La version définitive arrive quant à elle au salon de l’auto de Paris 1951, le délai imparti a finalement été respecté et les premières livraisons débutent en novembre 1951. Mais l’usine de Flins prévue pour recevoir la chaine de montage de la Frégate n’est pas encore prête, et c’est à Boulogne Billancourt que les premiers exemplaires voient le jour.
Mais qu’offrait alors la Renault Frégate ? Côté mécanique, elle se dote d’un quatre cylindres en ligne de 1.996cm3 qui développait 58Cv, c’est un peu mieux que la Citroën Traction (56Cv) mais loin de la Ford Vedette et ses 66Cv. Toutefois, la Frégate se rattrape sur l’aérodynamisme, la voiture peut rouler jusqu’à 130km/h et ne consomme que 11 litres aux 100km, des chiffres dans la moyenne de l’époque. Côté habitacle, celui-ci se révèle spacieux et permet de transporter six personnes, quant à la tenue de route et le freinage, ils sont dans la norme de l’époque.
Mais, la Frégate n’est pas au point et la boite de vitesses tout comme la direction posent soucis, et les premiers clients essuient les plâtres. Si à cette époque il était de coutume que les premiers clients fussent victimes de défauts de jeunesse, la Frégate enchaîne les pannes plus que toute autre nouvelle voiture. Et l’Auto-Journal en fait ses choux gras, entachant la réputation du modèle. Mais à partir de 1953, la Régie réussi à fiabiliser le modèle, faisant taire les critiques.
Si la Renault Frégate a des problèmes de fiabilité, les ventes n’en sont que peu impactées : 10.342 ventes en 1952, 27.878 en 1953, 27.221 en 1954. Certes, sans ces soucis de fiabilité, la Renault Frégate aurait pu connaitre une commercialisation plus heureuse lors de ses premières années qui demeurent inférieures aux prévisions. Toutefois, à force de communication, Renault réussi à faire s’envoler les ventes au delà des 50.000 unités en 1955. Mais cette même année fut tragique, Pierre Lefaucheux se tue au volant d’une Frégate, cet événement n’entache toutefois pas la Frégate.

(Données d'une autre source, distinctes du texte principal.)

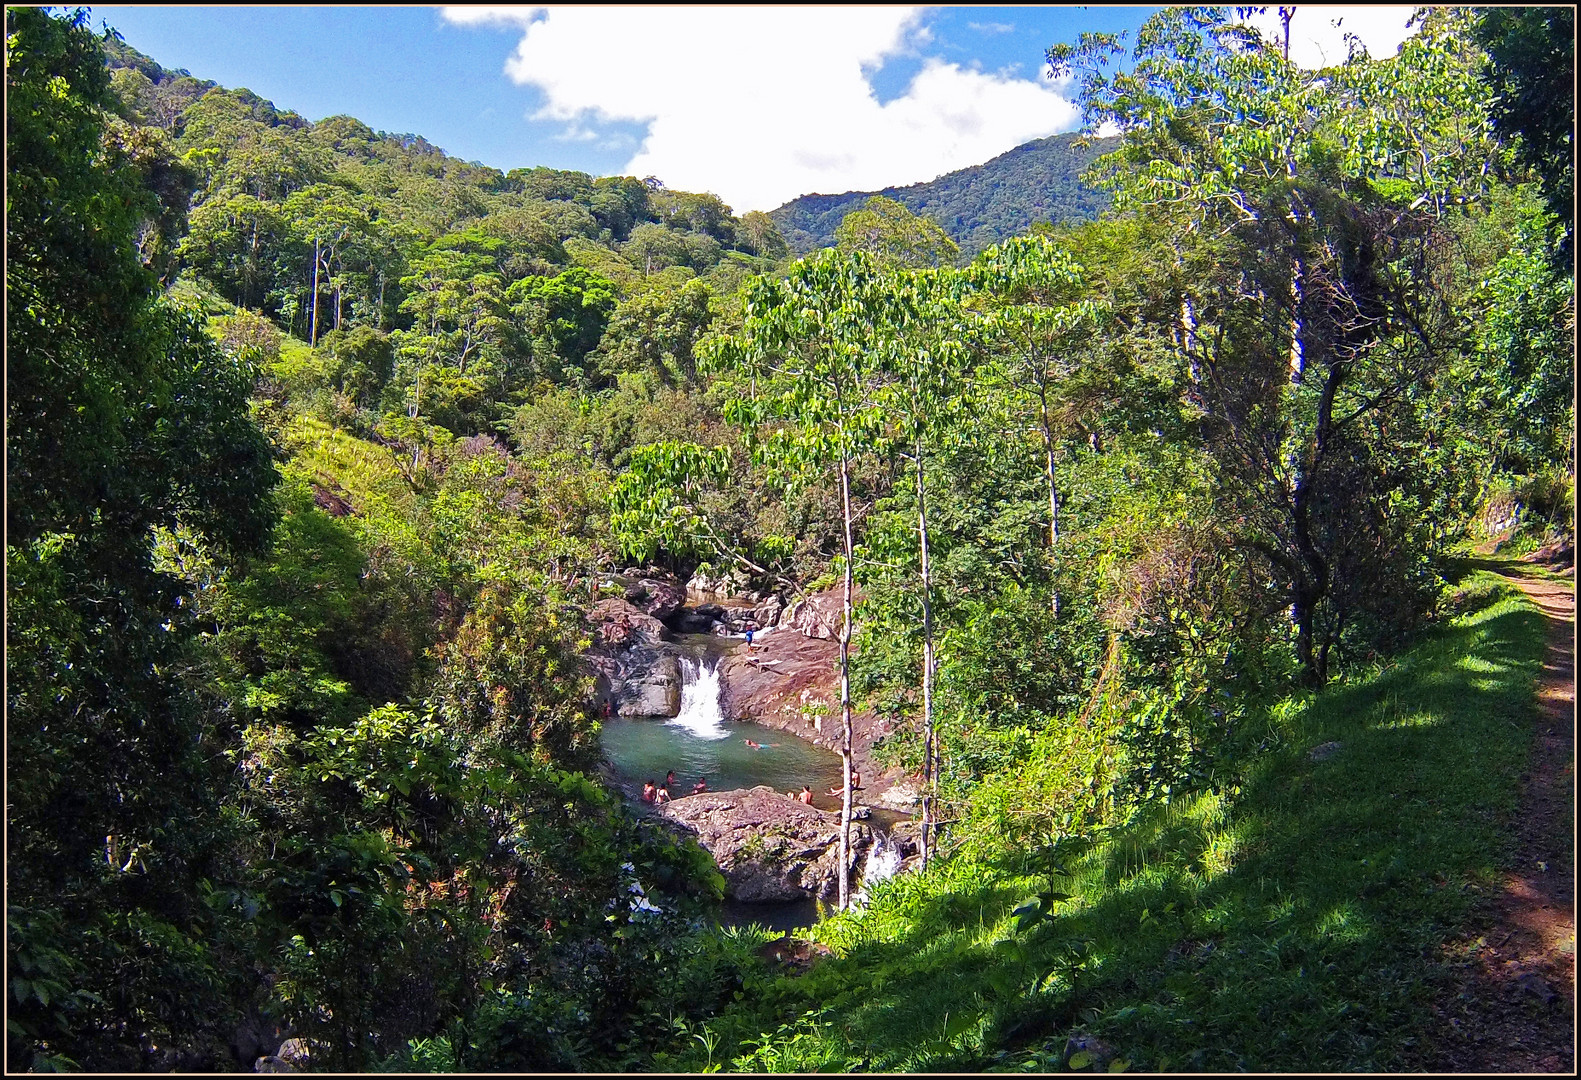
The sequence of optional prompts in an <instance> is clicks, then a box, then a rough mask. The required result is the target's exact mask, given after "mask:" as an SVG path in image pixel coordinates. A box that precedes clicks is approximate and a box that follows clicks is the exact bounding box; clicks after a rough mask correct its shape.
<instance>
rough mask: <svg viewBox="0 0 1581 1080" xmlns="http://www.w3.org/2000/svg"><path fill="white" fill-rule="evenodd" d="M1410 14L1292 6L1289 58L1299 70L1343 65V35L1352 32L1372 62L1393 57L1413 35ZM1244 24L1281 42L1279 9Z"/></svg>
mask: <svg viewBox="0 0 1581 1080" xmlns="http://www.w3.org/2000/svg"><path fill="white" fill-rule="evenodd" d="M1413 11H1415V8H1399V6H1372V8H1356V6H1328V5H1320V6H1296V9H1295V14H1293V16H1292V17H1290V59H1292V60H1293V62H1295V63H1298V65H1301V66H1303V68H1326V66H1330V65H1334V63H1344V62H1345V57H1347V55H1349V49H1347V46H1345V35H1347V33H1353V35H1356V36H1358V38H1361V44H1364V46H1366V47H1368V54H1369V55H1371V57H1372V59H1375V60H1383V59H1387V57H1391V55H1394V52H1396V51H1398V49H1399V46H1401V43H1402V41H1404V40H1406V38H1409V36H1410V35H1413V33H1415V32H1417V27H1409V28H1407V27H1406V22H1407V21H1409V19H1410V16H1412V13H1413ZM1246 22H1247V24H1251V25H1254V27H1257V28H1258V30H1260V32H1262V35H1263V36H1265V38H1266V40H1268V41H1274V43H1281V41H1284V25H1282V24H1281V22H1279V8H1276V6H1271V8H1265V9H1263V13H1262V14H1254V16H1249V17H1247V19H1246ZM1336 22H1338V24H1339V25H1334V24H1336Z"/></svg>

En 1956, avec la présentation de la Dauphine, l’ensemble des forces en matière de communication sont mises sur la nouvelle venue, la Frégate quant à elle est laissée à sont sort. Et malheureusement pour elle, de nouvelles concurrentes sont apparues sur le marché : l’illustre Citroën DS, la bourgeoise Peugeot 403 ou les Simca Vedette aux lignes américaines. Des rivales aux dents longues qui vont prendre des parts de marché, laissant à la Renault Frégate quelques miettes : les ventes retombent à 20.482 exemplaires en 1958.

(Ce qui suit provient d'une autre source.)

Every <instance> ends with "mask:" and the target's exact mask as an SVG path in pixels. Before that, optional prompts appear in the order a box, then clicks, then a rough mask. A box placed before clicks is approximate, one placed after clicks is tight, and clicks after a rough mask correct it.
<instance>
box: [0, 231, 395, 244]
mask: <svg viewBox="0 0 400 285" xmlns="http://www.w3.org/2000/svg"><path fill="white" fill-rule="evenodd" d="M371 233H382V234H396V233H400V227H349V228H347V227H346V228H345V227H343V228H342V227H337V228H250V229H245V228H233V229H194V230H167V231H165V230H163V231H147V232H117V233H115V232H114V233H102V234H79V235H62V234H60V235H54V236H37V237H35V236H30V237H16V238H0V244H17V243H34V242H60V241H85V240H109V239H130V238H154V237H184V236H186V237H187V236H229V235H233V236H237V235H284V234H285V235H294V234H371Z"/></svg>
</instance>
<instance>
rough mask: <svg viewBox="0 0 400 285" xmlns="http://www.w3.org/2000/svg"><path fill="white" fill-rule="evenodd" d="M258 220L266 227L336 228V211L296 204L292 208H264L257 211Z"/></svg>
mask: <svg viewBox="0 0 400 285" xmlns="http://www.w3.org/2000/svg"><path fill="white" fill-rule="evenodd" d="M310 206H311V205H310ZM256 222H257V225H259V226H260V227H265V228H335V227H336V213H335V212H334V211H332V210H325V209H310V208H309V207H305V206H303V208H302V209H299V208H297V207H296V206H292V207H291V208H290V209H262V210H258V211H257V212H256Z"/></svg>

Pour ne pas aider, le nouveau président de Renault, Pierre Dreyfus, estime la Frégate comme un modèle dépassé et ne souhaite plus miser sur ce cheval. Toutefois, l’on décide en 1957 d’octroyer la transmission Transfluide à la Frégate, mais cette innovation ne provoquera qu’un très léger sursaut pour le modèle, qui se meurt doucement. En définitive, la Frégate s’efface de la gamme Renault en 1960 après 180.463 exemplaires, et sans laisser de véritable, descendance, si ce n’est une américaine rebadgée : la Renault Rambler.